First there are Italy and France, both of which have largely treaded water over the past decade with their Euro Monitor scores, even as their peers recovered (first from the great financial crisis and then the Eurozone debt crisis). As a result, France and Italy have been the Euro Monitor tail lights since 2016.
Spain, meanwhile, has seen its rating improve notably in recent years. However, reform momentum has reversed markedly in 2018, judging by the deterioration in its Euro Monitor ranking as well as its rating, which saw the country come in third from the bottom just above France and Italy.
“The fourth laggard, as identified by our Euro Monitor rating, is Germany, despite once again occupying the pole position in the 2018 overall ranking.
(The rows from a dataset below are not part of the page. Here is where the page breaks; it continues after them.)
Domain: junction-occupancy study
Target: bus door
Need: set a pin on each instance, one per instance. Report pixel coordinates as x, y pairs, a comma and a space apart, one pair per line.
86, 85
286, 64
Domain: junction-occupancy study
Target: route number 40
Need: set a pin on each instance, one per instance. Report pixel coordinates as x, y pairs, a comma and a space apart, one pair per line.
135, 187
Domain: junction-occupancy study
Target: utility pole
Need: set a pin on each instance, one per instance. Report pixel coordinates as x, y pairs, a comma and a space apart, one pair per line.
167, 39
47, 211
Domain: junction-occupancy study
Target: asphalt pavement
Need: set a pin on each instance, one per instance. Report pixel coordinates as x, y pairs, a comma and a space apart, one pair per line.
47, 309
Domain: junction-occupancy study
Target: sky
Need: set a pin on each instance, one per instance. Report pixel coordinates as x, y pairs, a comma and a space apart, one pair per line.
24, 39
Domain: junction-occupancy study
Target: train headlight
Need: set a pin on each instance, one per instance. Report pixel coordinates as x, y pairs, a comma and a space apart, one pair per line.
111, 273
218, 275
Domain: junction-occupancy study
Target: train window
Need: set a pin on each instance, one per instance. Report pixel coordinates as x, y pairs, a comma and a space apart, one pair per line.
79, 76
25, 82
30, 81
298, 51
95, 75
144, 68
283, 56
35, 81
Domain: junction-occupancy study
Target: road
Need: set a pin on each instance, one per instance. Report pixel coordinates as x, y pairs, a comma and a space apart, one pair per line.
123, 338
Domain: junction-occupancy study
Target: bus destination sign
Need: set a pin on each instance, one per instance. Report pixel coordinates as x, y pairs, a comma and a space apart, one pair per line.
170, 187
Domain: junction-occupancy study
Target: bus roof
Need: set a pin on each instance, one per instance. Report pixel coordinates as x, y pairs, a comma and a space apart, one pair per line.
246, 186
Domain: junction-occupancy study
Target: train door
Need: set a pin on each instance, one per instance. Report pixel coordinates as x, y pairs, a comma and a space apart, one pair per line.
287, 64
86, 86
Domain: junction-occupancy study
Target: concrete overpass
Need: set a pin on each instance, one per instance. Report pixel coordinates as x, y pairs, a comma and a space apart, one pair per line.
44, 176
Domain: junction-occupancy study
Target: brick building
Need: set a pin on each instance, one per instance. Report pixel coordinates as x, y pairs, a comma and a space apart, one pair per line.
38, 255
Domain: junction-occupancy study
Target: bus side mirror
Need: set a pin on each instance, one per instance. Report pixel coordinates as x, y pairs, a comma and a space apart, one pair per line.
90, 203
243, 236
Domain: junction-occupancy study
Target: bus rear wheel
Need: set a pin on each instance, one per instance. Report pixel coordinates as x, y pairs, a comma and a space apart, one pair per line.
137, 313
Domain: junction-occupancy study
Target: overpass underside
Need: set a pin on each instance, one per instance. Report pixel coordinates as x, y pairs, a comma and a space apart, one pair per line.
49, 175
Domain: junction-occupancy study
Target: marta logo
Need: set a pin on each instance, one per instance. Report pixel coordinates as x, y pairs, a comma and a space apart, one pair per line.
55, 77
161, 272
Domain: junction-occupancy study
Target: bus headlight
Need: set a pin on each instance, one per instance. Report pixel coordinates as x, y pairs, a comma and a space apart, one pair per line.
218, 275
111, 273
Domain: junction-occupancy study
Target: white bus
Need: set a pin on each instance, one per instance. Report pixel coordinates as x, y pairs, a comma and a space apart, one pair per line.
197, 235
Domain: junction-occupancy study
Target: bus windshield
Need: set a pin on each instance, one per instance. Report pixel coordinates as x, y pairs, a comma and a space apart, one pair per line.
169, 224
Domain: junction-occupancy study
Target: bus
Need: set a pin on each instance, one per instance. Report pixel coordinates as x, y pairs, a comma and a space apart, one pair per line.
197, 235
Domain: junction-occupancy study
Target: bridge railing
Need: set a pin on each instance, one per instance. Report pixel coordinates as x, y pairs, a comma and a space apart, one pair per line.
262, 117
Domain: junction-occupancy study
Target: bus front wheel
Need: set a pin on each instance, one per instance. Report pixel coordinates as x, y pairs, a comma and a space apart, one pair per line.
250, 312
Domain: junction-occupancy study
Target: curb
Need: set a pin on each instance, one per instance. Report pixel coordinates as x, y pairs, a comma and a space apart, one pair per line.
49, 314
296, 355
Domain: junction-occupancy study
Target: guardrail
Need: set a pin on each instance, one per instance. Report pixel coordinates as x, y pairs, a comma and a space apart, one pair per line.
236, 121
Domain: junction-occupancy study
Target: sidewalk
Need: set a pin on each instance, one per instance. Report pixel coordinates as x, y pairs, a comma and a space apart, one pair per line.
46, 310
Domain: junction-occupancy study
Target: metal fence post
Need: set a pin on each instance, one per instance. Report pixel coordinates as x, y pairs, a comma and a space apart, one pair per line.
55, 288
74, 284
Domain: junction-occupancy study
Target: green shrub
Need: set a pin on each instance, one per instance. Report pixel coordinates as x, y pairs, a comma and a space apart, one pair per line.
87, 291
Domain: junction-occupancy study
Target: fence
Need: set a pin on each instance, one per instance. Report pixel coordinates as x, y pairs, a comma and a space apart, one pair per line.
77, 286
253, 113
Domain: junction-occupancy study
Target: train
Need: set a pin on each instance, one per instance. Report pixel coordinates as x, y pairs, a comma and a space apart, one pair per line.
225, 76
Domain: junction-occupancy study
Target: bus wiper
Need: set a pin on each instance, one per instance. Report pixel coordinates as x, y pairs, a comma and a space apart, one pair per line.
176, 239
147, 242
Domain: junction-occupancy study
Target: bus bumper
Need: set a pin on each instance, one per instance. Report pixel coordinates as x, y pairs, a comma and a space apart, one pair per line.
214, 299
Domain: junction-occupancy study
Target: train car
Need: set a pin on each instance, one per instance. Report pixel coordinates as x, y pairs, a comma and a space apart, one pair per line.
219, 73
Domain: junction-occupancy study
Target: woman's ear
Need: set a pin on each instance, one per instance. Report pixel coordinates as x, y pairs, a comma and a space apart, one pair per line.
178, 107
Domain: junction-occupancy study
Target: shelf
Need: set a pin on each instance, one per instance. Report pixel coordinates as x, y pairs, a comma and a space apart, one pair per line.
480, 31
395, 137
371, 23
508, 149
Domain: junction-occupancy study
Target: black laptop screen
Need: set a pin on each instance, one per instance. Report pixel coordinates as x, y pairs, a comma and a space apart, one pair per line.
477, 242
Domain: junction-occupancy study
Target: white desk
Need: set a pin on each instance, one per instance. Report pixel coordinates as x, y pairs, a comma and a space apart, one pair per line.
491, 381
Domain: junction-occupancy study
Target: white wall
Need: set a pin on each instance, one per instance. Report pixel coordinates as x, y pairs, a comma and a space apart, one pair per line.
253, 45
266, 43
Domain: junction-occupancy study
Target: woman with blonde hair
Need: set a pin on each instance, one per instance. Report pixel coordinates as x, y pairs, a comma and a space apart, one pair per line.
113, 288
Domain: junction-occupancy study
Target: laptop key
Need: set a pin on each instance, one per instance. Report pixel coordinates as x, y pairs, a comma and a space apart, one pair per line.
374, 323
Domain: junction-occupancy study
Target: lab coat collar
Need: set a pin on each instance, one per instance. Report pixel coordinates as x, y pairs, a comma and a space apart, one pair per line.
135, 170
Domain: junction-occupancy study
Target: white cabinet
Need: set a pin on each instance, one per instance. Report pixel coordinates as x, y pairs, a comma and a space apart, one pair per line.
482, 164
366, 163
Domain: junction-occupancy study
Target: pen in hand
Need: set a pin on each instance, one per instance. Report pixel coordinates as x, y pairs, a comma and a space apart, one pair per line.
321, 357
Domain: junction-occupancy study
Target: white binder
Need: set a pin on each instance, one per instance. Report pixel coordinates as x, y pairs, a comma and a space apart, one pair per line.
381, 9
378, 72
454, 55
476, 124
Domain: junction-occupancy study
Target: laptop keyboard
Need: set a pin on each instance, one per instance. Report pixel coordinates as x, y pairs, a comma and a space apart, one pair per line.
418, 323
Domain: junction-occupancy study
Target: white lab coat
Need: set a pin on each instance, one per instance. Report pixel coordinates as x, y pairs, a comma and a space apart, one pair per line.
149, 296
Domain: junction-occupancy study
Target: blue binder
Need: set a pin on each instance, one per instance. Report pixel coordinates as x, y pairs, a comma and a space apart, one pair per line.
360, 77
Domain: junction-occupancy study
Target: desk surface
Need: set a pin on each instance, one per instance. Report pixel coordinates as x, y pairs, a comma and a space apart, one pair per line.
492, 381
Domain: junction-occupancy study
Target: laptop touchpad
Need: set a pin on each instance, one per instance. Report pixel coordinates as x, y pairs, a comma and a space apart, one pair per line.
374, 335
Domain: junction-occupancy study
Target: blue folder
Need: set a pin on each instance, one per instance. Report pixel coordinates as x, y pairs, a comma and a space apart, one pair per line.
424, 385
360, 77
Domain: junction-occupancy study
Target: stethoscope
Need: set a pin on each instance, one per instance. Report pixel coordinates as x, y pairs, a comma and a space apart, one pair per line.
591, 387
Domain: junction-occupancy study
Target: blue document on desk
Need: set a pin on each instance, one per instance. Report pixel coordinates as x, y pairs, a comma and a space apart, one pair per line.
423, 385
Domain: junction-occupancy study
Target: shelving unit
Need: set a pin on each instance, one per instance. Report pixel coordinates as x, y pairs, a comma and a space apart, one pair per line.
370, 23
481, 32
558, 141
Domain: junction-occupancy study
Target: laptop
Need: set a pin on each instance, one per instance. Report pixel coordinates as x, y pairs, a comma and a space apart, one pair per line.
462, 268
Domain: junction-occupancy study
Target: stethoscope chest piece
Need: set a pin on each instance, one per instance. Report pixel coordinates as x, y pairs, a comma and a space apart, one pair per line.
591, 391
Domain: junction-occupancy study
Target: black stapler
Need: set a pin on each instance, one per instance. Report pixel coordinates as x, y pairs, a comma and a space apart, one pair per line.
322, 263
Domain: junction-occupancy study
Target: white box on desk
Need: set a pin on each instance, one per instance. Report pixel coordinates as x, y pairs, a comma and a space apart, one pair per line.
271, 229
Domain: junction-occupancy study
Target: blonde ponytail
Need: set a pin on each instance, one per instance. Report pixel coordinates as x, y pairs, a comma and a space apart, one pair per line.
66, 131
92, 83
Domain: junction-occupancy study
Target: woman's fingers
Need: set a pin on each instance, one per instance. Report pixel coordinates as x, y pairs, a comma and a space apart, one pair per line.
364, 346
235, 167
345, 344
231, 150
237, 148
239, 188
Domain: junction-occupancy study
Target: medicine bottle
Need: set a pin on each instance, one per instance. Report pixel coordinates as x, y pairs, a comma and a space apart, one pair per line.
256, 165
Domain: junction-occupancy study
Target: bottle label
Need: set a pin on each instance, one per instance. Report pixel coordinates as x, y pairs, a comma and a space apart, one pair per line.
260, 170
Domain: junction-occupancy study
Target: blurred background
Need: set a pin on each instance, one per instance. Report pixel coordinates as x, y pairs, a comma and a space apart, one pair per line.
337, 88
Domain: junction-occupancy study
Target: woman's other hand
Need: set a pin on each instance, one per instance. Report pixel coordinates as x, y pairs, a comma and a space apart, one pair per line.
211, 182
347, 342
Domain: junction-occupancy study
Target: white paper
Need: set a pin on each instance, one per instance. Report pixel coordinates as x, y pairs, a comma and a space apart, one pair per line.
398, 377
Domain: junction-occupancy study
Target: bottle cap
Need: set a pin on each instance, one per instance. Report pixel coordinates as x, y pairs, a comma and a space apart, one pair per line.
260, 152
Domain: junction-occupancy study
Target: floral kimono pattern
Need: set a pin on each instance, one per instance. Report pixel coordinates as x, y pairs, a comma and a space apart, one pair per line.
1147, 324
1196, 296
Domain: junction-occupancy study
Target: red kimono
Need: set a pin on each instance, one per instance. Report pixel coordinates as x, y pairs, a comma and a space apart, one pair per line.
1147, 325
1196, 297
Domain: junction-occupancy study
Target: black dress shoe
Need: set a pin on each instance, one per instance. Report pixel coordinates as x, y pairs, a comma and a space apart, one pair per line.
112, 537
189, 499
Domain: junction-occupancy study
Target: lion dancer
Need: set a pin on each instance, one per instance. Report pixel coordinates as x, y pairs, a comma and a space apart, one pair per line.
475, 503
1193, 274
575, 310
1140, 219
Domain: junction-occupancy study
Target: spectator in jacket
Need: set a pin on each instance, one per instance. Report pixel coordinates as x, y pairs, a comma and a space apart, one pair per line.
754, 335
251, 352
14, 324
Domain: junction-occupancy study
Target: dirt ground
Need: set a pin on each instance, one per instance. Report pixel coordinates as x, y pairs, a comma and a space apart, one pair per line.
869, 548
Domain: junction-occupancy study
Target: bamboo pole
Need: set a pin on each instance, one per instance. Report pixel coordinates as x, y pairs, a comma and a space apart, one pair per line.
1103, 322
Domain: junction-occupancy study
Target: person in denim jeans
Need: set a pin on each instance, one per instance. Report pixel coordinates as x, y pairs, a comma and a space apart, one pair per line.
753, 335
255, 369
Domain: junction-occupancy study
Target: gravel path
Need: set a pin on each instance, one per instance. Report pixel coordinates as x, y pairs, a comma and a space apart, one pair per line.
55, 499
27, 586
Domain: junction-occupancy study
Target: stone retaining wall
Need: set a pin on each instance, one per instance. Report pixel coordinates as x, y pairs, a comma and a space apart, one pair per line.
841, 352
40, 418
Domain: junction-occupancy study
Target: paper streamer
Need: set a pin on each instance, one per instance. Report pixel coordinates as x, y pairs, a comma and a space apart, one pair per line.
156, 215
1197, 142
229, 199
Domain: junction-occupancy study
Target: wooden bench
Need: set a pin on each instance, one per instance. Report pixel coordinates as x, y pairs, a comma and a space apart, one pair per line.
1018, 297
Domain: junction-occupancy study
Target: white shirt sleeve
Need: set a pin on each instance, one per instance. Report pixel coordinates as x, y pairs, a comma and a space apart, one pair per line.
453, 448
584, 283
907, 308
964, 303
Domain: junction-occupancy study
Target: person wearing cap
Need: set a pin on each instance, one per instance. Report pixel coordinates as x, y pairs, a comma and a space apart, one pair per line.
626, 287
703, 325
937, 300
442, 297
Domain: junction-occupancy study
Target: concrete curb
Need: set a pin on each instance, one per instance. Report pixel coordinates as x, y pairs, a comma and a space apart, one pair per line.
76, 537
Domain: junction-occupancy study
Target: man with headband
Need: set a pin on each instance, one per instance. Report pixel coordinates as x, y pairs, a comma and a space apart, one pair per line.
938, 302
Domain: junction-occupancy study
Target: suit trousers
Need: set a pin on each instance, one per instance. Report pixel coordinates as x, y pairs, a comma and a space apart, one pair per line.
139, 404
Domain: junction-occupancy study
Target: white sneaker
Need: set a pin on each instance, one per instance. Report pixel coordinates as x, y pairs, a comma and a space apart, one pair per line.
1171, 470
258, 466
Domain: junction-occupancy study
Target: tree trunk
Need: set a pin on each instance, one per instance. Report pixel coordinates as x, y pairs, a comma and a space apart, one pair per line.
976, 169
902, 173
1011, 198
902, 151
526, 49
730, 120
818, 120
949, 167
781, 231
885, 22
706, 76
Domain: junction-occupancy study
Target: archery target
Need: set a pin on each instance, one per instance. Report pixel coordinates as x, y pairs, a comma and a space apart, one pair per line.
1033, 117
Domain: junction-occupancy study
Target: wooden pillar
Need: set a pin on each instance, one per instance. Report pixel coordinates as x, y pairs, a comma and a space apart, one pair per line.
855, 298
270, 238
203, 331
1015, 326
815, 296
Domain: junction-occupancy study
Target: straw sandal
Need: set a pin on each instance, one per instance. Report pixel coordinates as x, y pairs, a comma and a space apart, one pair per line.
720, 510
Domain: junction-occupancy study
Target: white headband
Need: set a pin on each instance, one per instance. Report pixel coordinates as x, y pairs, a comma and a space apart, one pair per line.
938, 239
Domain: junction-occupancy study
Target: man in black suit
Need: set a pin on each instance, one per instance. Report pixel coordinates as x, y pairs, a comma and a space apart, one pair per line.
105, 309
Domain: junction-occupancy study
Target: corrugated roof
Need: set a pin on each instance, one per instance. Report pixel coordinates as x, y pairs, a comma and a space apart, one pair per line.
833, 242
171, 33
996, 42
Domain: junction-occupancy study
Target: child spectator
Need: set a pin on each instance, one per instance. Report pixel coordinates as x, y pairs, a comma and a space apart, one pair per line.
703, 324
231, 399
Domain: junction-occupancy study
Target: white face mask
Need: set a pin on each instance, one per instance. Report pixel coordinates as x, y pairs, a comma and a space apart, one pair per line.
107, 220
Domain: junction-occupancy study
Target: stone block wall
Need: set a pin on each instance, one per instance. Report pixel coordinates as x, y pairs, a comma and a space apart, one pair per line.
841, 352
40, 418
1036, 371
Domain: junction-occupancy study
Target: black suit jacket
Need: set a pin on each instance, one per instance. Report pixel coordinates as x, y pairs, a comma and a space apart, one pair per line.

This verdict is based on the sharp deterioration in German reform momentum relative to its peers,” said Heise. In the Euro Monitor’s progress indicator sub-ranking, Germany has fallen back to place 13, mainly as a result of weaker export growth relative to global trade dynamics and barely-there productivity growth. This is Germany’s worst placement since the inception of the euro and down from the second rank it held as recently as 2014. Political complacency is clearly putting Germany’s economic prosperity at risk.
Prospects for further Euro Monitor rating improvements are rather dim. For one, macro imbalances will no longer just melt away as the Eurozone economic upswing continues to slow. In addition, Eurozone reform momentum has clearly passed its peak and is unlikely to reaccelerate any time soon. In fact, the rising political instability at the national as well as the EU level – driven by the surge in populism, evaporating mainstream majorities and the rising fragmentation of the political landscape – is undermining the already-weakened European consensus in favor of macroeconomic convergence and fiscal discipline. This development poses a clear threat to the stability of the Eurozone. Only a marked political rethink, at the national as well as the European level, could help turn this trend around. Without it, the 2018 Euro Monitor results are probably a case of “as good as it gets”.